In those respects, Canada is doing quite well, says Alison Holder, director of Equal Measures 2030.
When it comes to education, 95 per cent of girls finish high school, up from 85 per cent in the mid-1990s. Prime Minister Justin Trudeau’s emphasis on a gender-equal cabinet also offered a boost to Canada’s rankings.
But in other areas, Holder says Canada seems to have stalled. Since the 1990s, slightly less than 90 per cent of women have said they have access to the contraception and family planning they need. But nothing Canada has done since has addressed the lack of access for the remaining 10 per cent.
“I was disappointed to see overall how flat the curve was. We’d like to see those lines really going upward much more quickly,” she says.
“For Canada, it’s a fairly positive story, but there’s still lots more to do.”
Neapole isn’t a big fan of Canada comparing itself to countries performing much more poorly or the “it could be worse” mentality.
“We keep the bar low by focusing that way,” she says.
“We should always be aspiring — especially if we espouse these politics — to reach higher and to keep the bar high.”

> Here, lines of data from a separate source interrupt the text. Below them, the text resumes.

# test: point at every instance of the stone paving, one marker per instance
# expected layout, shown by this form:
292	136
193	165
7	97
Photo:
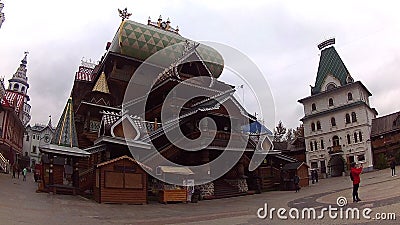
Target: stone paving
20	204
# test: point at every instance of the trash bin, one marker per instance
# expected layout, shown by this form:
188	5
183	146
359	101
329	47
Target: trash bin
195	196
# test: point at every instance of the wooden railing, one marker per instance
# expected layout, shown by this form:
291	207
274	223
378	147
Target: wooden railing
335	149
86	179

The year of the Beijing conference, Canada ranked first on the UN’s gender equality index. It dropped to 25th by 2015, but rose to 13th as of 2018.
While there has been considerable progress during that time, it’s been incredibly uneven, as Gunraj from the Canadian Women’s Foundation noted.
A woman is killed every other day in Canada, once a week a woman is murdered by her partner and one in three women will experience some form of sexual violence over the course of their lives.
Nearly half of women who are victims of violent crime are women with disabilities, per the Unfinished Business report. And while violent crime in general has dropped in Canada, sexual assault is the one violent crime that continues to buck the trend.
The risk of violence is even greater for Indigenous women, who were killed at a rate almost six times greater than non-Indigenous women between 2001 and 2015.
And while more women hold post-secondary degrees than men, according to Statistics Canada, that hasn’t translated to equal pay. In fact, per the Unfinished Business report, Canada has one of the highest pay gaps among the Organisation for Economic Co-operation and Development group of industrialized countries, coming 31st out of 36.
White women make an average of 82 cents for every dollar white men make, while racialized women make 60 cents and Indigenous women make 57 cents for every dollar a white man makes.
“Canada is not nearly close enough to meeting its 2030 Agenda (for Sustainable Development) goals,” the report says. “Women are still waiting for meaningful equality.”
Between 2006 and 2018, the gender gap narrowed by less than a quarter of a percentage point per year on average.
Young girls will not see gender equality in their lifetime “if we let it continue at a glacial place,” Gunraj says. At this rate, it will take 164 years to close the gap, according to Unfinished Business.
And, as the report notes, for every step forward there seems to be another step back.
“The closer women get to closing the gender gap, it seems the greater the barriers become to achieving equality.”